Her grip on his head tightened so that her nails were digging into his flesh.

“I can’t? You think I can’t do anything without the help of those people? You think that I’m some incompetent, illiterate idiot who can’t campaign without a Kennedy by my side? You don’t care that they’re going to sabotage everything I want to achieve as President and pretend that it was their own? DO YOU???”

She pushed him away from her, the force almost toppling him off his knees.

“No, listen to me!” he pleaded. “I’m not a good candidate. Bobby is more popular than me, you know that. You don’t have to like it, but it’s true. And I don’t…I don’t want to be Vice President.”

“So you’d rather have my Vice President be someone who tried to screw up my nomination?”

“If you don’t swallow your pride, there’ll be no Democratic Vice President! It’ll be Republicans in the White House!”

“Do you think that little of me?” she whispered, trying to mask the raw hurt in her voice. But Hubert, that damn traitor, saw it. He was always a perceptive one.

“I think the world of you.”

And she knew it too. She could see the devotion in his eyes when he looked up at her, even now when she had so ruthlessly chastised and tormented him. This was the face of a man who would follow her to the ends of the Earth - a man who would endure any abuse she put him through and thank her for it.

He was so desperate and eager to please her.

But even he thought Robert Kennedy had to be Vice President.

“I suppose you’re right.”

It hurt her so badly to concede. It hurt even worse to know that that brat would be her Vice President.

But she knew that the greatest pain of all would be for her to lose the election and be rejected by the world.

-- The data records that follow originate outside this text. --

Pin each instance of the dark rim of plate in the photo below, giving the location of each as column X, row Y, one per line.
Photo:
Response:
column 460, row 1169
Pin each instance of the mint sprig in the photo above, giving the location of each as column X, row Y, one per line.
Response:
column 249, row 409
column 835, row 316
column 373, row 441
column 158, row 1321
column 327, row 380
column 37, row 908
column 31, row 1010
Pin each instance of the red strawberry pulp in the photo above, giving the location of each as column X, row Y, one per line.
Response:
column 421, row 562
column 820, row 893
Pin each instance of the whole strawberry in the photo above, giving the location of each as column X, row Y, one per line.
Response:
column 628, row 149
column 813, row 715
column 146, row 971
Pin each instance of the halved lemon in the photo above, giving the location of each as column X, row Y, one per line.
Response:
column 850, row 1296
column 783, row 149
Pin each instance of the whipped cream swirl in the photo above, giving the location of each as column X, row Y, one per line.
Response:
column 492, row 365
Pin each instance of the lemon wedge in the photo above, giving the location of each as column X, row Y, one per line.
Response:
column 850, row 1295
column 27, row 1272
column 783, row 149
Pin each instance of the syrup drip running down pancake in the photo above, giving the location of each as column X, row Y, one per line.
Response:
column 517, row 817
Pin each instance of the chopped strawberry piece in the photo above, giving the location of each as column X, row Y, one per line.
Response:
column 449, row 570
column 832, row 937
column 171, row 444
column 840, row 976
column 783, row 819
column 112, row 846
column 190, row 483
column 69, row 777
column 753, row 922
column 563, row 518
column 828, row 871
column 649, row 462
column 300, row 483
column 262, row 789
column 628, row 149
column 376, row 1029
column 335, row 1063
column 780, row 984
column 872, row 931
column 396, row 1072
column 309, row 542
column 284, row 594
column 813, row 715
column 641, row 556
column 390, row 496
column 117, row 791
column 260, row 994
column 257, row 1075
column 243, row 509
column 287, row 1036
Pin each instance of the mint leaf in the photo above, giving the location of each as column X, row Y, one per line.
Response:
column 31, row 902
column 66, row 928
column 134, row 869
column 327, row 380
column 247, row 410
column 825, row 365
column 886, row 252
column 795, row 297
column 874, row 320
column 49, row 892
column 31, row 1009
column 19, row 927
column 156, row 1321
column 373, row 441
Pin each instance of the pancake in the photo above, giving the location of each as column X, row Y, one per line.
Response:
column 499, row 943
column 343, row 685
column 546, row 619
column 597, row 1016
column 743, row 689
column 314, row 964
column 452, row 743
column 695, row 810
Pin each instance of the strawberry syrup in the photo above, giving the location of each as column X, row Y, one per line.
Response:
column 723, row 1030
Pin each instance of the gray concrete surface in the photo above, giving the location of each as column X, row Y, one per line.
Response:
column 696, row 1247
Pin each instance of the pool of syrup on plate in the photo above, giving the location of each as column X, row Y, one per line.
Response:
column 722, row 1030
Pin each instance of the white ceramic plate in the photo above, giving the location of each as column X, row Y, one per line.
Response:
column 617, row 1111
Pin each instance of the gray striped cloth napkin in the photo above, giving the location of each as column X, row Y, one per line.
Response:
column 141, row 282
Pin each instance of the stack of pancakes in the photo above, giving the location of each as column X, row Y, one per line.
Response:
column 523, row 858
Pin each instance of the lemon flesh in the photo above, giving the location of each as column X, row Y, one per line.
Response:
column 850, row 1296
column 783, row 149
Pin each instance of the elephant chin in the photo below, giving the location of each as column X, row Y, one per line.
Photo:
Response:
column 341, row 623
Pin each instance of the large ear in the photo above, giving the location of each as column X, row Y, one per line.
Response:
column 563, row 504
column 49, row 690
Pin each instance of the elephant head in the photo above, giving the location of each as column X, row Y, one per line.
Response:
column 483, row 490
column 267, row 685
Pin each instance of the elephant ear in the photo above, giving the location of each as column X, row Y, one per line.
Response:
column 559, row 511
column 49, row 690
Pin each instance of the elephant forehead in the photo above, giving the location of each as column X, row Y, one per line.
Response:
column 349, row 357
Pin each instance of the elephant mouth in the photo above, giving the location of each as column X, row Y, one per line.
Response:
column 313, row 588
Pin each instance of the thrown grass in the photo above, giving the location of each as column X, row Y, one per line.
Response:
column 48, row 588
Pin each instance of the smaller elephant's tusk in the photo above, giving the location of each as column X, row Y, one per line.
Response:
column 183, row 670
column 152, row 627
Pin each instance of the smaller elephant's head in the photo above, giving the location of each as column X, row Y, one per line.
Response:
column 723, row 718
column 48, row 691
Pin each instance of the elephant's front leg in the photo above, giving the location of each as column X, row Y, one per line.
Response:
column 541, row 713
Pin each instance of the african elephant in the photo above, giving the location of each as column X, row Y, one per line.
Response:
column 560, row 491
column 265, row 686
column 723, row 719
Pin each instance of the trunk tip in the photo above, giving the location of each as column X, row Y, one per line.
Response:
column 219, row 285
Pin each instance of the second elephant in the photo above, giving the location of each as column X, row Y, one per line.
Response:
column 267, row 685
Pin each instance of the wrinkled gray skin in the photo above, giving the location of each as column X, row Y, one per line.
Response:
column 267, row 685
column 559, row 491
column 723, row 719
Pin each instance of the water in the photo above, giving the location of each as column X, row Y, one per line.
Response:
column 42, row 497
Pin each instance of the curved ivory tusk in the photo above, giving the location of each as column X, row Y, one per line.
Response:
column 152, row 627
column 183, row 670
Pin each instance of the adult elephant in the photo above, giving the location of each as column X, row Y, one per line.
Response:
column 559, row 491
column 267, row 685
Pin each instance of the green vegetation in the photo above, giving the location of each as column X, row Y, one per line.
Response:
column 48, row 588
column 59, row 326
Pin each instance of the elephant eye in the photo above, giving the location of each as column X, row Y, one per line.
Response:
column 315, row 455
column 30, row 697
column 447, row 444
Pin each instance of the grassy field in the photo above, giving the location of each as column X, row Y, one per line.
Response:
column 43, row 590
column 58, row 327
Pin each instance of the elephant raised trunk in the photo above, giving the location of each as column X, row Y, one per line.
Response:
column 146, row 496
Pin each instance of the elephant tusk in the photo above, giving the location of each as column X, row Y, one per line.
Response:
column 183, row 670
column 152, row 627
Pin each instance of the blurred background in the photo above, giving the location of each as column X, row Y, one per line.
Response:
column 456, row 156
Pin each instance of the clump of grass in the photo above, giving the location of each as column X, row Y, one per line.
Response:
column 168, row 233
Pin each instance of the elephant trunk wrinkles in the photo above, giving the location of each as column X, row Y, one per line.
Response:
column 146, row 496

“Madam President…thank you.”

“Thank you, Hubert. You’ve shown me how to win. And I suppose your goodness deserves a reward. Keep kneeling before me, would you?” she crooned.

His eyes sparkled even more now. She could tell he’d wanted the control she could give him all this time. When they were both senators, she’d grab him by the lapels, holding him close so that he could stare into those deep brown eyes of hers and give him a kick right in his shins.

“Well? Get going!” she’d say.

She’d seen how he’d reacted then. The poor thing got all blush-y and was so giddy he could barely stand straight (or maybe his legs were weak from the kicking…).

She ran her fingers through his hair. It was soft like him and his hopes and dreams. He let out a soft mewl. He was so needy. Softly, she spoke:

“I’ll give you the opportunity to worship me.”

That night, Hubert proved to be a most ardent devotee.

Chapter Text

“That absolute brat! Why can’t he just be like Jackie? A lovely, graceful woman she is. That BRAT could learn from her.”

The President was heard to grumble these words just before she went to bed.

She had a most curious dream that night.

The moonlight poured over the Vice Presidential desk as she absorbed herself in work. She looked like a serene goddess of the night, but her soft smile and droopy eyes hid a vicious streak.

The door knocked.

“Come in.”

A frazzled-looking Senator with short auburn hair that was parted at the side tentatively stepped in.

“Vice President.” she bowed her head with deference.

The VP in question could barely hide her disgust at the display of submission.

“Now now, Senator Humphrey.” She put her papers aside. “I told you that you can call me by my name!”

The Senator blushed at the reprimand. “You’re right, Madam K-“

“And none of this ‘Madam’ nonsense!” She slammed her fist down. Humphrey didn’t flinch.

“Goodness! I could say anything to you and you wouldn’t fight back. Why are you such a doormat? Did that person do away with your principles and your dignity?”

Humphrey inadvertently nodded.

“Well,” she got up from her seat. “let’s see if we can spite her.”

She grinned, exposing teeth that were sometimes sharp and sometimes stuck out, like a mix between a bunny and something that was far more dangerous.

Humphrey bit her lip so fast that it drew blood. She was never one to repress her emotions, and Kennedy could see how she grew red and flustered.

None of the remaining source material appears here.